Cidadania italiana: pedidos negados podem ser reavaliados na Itália

A novidade não significa, porém, que todos os pedidos negados serão automaticamente reabertos. A medida se aplica a situações específicas e está baseada em uma recente orientação da Corte de Cassação italiana. A questão envolve um cenário bastante comum entre famílias de origem italiana no Brasil.
Imagine um italiano que emigrou para outro país, teve filhos e, anos depois, adquiriu a cidadania daquele novo país. Durante muito tempo, em determinados casos, a naturalização do pai ou da mãe enquanto o filho ainda era menor de idade podia ser interpretada como motivo para interromper a transmissão da cidadania italiana.
Era justamente aí que surgia a chamada “questão do menor”. Segundo o novo entendimento mencionado na orientação, o fato de um pai ou uma mãe ter se naturalizado estrangeiro enquanto o filho ainda era menor não é suficiente, por si só, para retirar do filho a cidadania italiana, quando ele nasceu no exterior e também possui a cidadania do país onde nasceu. A regra vale para descendentes tanto pela linha paterna quanto pela materna.
Com base nessa orientação, o Ministério do Interior italiano determinou que determinados pedidos de cidadania que receberam decisão negativa por esse motivo sejam reexaminados pelas próprias autoridades que haviam negado o reconhecimento. Na prática, isso significa que algumas pessoas que receberam uma negativa exclusivamente por causa da antiga interpretação sobre a naturalização dos pais poderão ter o caso analisado novamente à luz do novo entendimento.

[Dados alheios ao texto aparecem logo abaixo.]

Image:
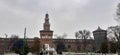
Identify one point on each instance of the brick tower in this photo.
(46, 34)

Mas há limites importantes. A possibilidade de reavaliação está relacionada aos casos em que a negativa foi baseada na interpretação anterior dos artigos 7º e 12 da antiga Lei nº 555 de 1912, além da jurisprudência ligada à chamada questão do menor. Também não se trata de uma mudança que resolve automaticamente todas as discussões sobre cidadania italiana. Os processos e ações apresentados antes de 27 de março de 2025, por exemplo, continuam submetidos às regras aplicáveis ao seu respectivo caso.
O ponto central do novo entendimento está em um princípio importante da cidadania italiana por descendência: o reconhecimento não cria o direito, mas reconhece uma condição jurídica que, em determinadas situações, existe desde o nascimento. Segundo o especialista em Direito Internacional e cidadania europeia Fábio Gioppo, a decisão reforça a ideia de que um direito adquirido desde o nascimento não deveria ser retirado automaticamente por uma decisão tomada por outra pessoa, neste caso, a naturalização do pai ou da mãe.
Para muitas famílias brasileiras de origem italiana, o tema tem importância especial. O Brasil recebeu, entre o fim do século XIX e o início do século XX, milhões de imigrantes italianos. Com o passar das gerações, reconstruir a história de uma família significa também lidar com documentos antigos, certidões, mudanças de nacionalidade e diferentes interpretações das leis italianas ao longo do tempo. Por isso, a nova orientação pode representar uma oportunidade para pessoas que tiveram o pedido negado especificamente por causa da naturalização do ascendente durante sua menoridade.
A recomendação, naturalmente, é verificar cuidadosamente o motivo da negativa e a situação específica de cada processo. Afinal, a decisão não significa que todos os casos estejam automaticamente resolvidos — mas, para algumas famílias, pode significar que uma porta que parecia definitivamente fechada voltou a se abrir.